Pasta is an all-time favorite quick-fix especially on busy weeknights. But more often, the ‘quick-fix’ part only applies to when you have bought a ready-made pasta sauce from the grocery sauce. Sadly, those pre-packaged pasta sauces are a hit-and-miss kind of thing. So to save you the time, money, and effort, you can just make your own pasta sauces at home without compromising your palate ever again!
And because our durable giara glass bottles are just heaven-sent, you can conveniently (yett stylishly) store and serve them up whenever you like. Try out these basic pasta sauce recipes, stat!
4 tablespoons butter
¾ cup heavy cream
¼ cup whole milk
2/3 cup parmesan cheese
salt and pepper, to taste
Heat the butter, milk, and cream in a heavy-bottomed saucepan over low heat. Simmer very gently for about 20 minutes, adding the cheese 1 tablespoon at a time. Season with salt and pepper to taste. Transfer to your giara bottles and you may store them up the freezer for 1-2 weeks.
1 tablespoon olive oil
1 small yellow onion, finely diced
2 to 3 cloves garlic, minced
1 (28-ounce) can whole peeled tomatoes
1 bay leaf
1/4 teaspoon salt
Fresh thyme, basil, oregano, or other herbs
Warm 1 tablespoon of olive oil over medium-high heat. Add the onions and sauté until softened and translucent, 5 to 7 minutes. Stir in the garlic and sauté until fragrant, about 30 seconds.
Add the tomatoes and their juices to the pan with the onions. Crush the tomatoes in your hand as you add them, or smash them against the sides of the pan with your spatula. Alternatively, you can cut the tomatoes with kitchen shears while they're still in the pan.
Add the bay leaf, salt, and fresh herbs like thyme and oregano to the pan with the sauce. If you're adding basil, wait to add it until the end of cooking. Bring the sauce to a rapid simmer, then lower the heat to medium-low to maintain a gentle simmer. Continue simmering until the sauce is slightly reduced and thickened, about 20 minutes.
Remove the bay leaf and any herb stems. You can keep this in the fridge for about a week and you can freeze for up to 3 months in a durable glass bottle.
Basic Vodka Sauce
2 tablespoons butter
1 tablespoon olive oil
4 garlic cloves, minced
1 tablespoon tomato paste
1 28-ounce box or can puréed tomatoes
½ cup vodka
½ cup heavy cream
1 teaspoon sugar (or to taste)
1 cup finely grated parmesan cheese
Heat the butter and olive oil in a dutch oven or large sauté pan over medium heat. Add garlic and tomato paste and sauté for 30 seconds, or until the garlic is fragrant. Add the boxed or canned tomatoes, bring the mixture to a boil, reduce and simmer gently for 10 minutes.
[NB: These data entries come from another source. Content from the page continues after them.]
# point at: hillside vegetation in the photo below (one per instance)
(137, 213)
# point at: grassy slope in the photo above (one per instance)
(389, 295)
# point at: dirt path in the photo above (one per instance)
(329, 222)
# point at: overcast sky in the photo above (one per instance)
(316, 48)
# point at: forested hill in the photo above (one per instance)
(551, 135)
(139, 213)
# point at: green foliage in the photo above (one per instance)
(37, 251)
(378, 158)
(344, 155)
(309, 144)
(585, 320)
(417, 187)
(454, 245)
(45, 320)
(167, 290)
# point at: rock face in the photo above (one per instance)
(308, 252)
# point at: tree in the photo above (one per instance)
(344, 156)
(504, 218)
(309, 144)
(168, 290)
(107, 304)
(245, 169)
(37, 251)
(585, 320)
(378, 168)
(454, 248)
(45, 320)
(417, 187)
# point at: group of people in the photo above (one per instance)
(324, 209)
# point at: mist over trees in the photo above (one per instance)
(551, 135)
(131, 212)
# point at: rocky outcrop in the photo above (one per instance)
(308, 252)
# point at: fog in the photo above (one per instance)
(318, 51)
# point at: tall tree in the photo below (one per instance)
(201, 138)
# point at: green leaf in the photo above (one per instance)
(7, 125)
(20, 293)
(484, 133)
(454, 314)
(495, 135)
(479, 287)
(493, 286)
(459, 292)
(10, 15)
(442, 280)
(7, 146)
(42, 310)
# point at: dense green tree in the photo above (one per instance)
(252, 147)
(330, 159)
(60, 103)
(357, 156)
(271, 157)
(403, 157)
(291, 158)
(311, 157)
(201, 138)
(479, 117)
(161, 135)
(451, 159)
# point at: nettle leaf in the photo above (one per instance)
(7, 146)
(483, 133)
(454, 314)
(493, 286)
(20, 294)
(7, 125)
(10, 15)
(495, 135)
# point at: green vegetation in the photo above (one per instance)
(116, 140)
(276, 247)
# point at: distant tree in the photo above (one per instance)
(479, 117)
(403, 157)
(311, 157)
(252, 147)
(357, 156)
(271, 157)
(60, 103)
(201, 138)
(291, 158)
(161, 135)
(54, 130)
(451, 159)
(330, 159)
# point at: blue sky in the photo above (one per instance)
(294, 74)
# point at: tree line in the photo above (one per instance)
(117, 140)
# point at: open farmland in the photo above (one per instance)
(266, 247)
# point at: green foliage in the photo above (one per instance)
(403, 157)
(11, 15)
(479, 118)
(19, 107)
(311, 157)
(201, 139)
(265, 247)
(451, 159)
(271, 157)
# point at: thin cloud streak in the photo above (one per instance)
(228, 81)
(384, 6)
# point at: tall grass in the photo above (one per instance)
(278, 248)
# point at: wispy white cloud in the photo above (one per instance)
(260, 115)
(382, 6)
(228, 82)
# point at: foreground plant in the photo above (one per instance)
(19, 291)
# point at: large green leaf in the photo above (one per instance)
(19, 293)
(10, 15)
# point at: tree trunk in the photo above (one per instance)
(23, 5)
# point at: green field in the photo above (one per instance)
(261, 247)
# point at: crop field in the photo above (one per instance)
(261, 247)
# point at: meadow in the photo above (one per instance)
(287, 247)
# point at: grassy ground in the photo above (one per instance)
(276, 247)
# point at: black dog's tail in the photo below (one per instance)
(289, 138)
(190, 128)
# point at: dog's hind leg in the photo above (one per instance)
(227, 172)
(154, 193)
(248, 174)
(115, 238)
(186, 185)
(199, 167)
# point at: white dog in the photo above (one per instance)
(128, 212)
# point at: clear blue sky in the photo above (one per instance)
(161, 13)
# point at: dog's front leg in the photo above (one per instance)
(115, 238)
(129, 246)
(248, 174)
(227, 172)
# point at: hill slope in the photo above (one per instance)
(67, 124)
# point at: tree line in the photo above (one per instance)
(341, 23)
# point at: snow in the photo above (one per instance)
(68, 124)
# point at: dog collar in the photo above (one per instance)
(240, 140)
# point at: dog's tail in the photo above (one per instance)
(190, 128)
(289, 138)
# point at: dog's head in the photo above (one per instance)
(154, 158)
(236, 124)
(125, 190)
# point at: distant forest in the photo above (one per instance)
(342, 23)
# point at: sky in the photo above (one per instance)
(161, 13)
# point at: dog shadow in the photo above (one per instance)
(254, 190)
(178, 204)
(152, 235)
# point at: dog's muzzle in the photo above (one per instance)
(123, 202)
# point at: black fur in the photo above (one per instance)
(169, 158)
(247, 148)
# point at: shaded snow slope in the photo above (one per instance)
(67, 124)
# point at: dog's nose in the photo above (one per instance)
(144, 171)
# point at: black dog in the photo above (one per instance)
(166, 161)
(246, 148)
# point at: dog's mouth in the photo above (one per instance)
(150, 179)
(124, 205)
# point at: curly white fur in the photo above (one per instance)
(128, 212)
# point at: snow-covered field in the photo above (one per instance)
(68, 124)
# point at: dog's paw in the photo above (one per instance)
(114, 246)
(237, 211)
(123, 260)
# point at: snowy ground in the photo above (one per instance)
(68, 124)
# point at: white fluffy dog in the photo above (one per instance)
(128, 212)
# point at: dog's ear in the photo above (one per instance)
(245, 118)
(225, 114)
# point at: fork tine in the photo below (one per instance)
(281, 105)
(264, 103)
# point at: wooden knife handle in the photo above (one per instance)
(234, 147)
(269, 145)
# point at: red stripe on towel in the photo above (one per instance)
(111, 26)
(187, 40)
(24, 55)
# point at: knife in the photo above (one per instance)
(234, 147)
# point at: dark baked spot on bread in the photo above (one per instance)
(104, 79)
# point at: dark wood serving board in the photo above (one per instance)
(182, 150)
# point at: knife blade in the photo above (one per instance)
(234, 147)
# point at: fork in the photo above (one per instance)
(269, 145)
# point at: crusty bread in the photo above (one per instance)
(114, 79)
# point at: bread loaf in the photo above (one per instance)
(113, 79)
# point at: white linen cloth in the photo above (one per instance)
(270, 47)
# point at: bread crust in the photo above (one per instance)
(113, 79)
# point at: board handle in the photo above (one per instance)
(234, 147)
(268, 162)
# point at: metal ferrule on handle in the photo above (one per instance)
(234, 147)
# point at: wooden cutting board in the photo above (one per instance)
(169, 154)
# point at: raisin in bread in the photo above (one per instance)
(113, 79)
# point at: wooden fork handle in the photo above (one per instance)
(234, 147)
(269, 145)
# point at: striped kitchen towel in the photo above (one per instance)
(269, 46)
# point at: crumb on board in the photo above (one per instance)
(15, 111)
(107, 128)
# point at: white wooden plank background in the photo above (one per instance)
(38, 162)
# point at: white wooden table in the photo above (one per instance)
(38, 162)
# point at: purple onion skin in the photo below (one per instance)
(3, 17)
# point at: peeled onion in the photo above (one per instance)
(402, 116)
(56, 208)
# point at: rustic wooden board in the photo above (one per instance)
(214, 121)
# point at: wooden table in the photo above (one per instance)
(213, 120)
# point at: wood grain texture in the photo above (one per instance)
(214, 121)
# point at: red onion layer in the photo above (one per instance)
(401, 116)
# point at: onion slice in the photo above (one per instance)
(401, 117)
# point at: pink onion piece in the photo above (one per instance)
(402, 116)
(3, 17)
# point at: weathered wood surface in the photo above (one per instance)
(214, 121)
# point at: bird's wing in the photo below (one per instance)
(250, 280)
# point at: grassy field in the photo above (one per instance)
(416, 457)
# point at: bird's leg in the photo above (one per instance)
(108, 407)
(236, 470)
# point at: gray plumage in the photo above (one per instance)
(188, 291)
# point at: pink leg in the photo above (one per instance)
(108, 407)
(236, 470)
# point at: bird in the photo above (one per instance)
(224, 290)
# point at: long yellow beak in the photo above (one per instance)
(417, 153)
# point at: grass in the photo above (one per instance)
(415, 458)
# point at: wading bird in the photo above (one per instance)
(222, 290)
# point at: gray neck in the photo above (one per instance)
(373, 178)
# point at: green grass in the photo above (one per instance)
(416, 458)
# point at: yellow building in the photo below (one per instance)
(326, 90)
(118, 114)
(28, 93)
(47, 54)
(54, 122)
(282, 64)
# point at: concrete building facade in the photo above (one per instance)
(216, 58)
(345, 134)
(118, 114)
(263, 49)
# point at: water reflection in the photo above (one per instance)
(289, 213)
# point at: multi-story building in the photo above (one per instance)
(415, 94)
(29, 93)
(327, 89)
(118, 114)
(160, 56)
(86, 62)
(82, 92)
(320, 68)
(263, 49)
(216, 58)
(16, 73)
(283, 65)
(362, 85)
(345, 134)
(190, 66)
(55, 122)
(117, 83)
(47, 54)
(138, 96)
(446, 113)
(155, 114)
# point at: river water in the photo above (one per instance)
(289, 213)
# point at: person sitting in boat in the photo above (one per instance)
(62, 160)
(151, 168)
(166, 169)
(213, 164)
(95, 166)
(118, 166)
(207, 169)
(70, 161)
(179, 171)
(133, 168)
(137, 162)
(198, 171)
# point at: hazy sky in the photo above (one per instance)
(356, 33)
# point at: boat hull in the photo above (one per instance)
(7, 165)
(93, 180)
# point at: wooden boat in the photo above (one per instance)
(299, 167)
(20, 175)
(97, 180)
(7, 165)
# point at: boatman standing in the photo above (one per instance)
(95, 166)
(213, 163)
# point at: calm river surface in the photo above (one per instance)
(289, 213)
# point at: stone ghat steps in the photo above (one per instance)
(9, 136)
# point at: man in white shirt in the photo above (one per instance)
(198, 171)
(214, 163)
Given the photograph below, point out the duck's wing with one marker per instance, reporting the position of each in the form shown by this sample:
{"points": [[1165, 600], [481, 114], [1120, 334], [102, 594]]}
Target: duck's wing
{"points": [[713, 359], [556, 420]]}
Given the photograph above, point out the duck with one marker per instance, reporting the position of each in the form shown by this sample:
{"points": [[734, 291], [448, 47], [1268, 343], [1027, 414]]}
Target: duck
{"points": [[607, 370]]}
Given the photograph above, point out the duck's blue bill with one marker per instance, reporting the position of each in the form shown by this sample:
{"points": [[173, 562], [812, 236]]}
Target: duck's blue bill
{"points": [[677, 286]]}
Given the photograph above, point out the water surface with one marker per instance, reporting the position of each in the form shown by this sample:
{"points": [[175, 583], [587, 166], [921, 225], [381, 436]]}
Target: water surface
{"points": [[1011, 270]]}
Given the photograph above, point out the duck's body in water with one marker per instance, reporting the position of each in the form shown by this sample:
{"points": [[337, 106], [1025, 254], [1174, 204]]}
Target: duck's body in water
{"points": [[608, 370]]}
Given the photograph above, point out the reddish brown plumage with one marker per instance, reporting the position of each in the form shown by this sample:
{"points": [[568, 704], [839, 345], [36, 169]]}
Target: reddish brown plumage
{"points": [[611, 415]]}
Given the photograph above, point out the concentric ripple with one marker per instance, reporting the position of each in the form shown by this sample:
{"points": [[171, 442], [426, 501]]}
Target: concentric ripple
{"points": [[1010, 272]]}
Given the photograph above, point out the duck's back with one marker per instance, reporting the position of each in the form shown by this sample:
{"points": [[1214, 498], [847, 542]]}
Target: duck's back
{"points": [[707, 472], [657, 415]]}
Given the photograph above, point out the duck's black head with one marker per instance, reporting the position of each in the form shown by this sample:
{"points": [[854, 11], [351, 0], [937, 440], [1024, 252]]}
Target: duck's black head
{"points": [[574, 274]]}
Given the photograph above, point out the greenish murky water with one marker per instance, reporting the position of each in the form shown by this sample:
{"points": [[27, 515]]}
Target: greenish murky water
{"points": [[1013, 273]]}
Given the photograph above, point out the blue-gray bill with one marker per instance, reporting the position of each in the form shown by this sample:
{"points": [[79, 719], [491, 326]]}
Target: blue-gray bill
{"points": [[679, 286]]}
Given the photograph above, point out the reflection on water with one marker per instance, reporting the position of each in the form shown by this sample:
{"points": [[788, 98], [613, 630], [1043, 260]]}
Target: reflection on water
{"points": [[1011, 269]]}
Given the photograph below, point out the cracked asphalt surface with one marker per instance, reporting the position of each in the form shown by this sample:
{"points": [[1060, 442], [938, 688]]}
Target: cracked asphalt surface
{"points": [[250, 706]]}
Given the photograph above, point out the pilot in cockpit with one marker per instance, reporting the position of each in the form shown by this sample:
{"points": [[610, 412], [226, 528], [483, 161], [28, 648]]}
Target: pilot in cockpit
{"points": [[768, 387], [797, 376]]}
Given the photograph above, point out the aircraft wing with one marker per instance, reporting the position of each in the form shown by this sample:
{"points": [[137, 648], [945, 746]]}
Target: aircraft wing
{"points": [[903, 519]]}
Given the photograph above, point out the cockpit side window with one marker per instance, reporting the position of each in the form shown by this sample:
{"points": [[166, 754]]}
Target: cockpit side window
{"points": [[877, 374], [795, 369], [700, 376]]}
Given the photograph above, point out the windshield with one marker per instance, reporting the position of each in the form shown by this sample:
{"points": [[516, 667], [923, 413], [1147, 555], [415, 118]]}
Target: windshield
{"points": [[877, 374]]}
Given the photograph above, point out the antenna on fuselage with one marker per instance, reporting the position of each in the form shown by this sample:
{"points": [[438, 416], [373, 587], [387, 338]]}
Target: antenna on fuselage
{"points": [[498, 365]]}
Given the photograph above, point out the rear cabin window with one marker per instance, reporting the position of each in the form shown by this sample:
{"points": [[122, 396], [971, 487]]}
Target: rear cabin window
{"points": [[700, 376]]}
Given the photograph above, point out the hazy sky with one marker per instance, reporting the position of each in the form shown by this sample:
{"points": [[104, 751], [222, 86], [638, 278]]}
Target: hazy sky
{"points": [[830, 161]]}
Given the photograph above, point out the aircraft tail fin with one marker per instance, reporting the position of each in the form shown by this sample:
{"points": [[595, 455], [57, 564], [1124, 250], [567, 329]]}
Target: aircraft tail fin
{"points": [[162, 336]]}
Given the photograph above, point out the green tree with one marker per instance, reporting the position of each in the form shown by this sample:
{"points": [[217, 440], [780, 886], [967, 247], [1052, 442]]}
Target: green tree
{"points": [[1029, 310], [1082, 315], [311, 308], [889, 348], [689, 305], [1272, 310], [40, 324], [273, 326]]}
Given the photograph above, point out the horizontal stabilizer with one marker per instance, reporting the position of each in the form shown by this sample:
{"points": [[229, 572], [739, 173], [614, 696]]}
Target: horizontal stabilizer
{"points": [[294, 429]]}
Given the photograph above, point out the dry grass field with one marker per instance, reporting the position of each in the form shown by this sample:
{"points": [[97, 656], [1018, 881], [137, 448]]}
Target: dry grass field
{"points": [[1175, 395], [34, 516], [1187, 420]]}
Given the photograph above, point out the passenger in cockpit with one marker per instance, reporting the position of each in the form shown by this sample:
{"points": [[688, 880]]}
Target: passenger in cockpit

Add the vodka and simmer another 10 minutes. Stir in the heavy cream and simmer gently for 10 more minutes (be sure not to boil the sauce at this point, as the cream might separate). Add the sugar, taste for seasoning, and finally stir in 1 cup finely grated Parmesan cheese.
Let cool before storing.
1 cup packed basil leaves, roughly chopped
3 tablespoons pine nuts
¼ cup walnut halves and pieces
1 teaspoon coarse sea salt
2 large garlic cloves, minced
½ cup olive oil
½ cup finely grated parmesan cheese
Place first six ingredients in a blender or food processor and blitz until smooth; fold in grated parmesan. Serve immediately with hot or room temperature pasta or sprinkle with more olive oil before transferring them into glass storage bottles. Store in the fridge for up to 1 month.
We’ve intentionally put ‘basic’ to all the recipe names to emphasize that you can add variations to the sauces whenever you feel like it. You may add bacon to the alfredo sauce, Italian sausages to the marinara, mushrooms to the vodka sauce, or chicken strips to your pesto sauce. The best part about all these is that because you can store them for later using our classic giara bottles, you can enjoy delicious homemade pasta dishes in as easy as 1-2-3!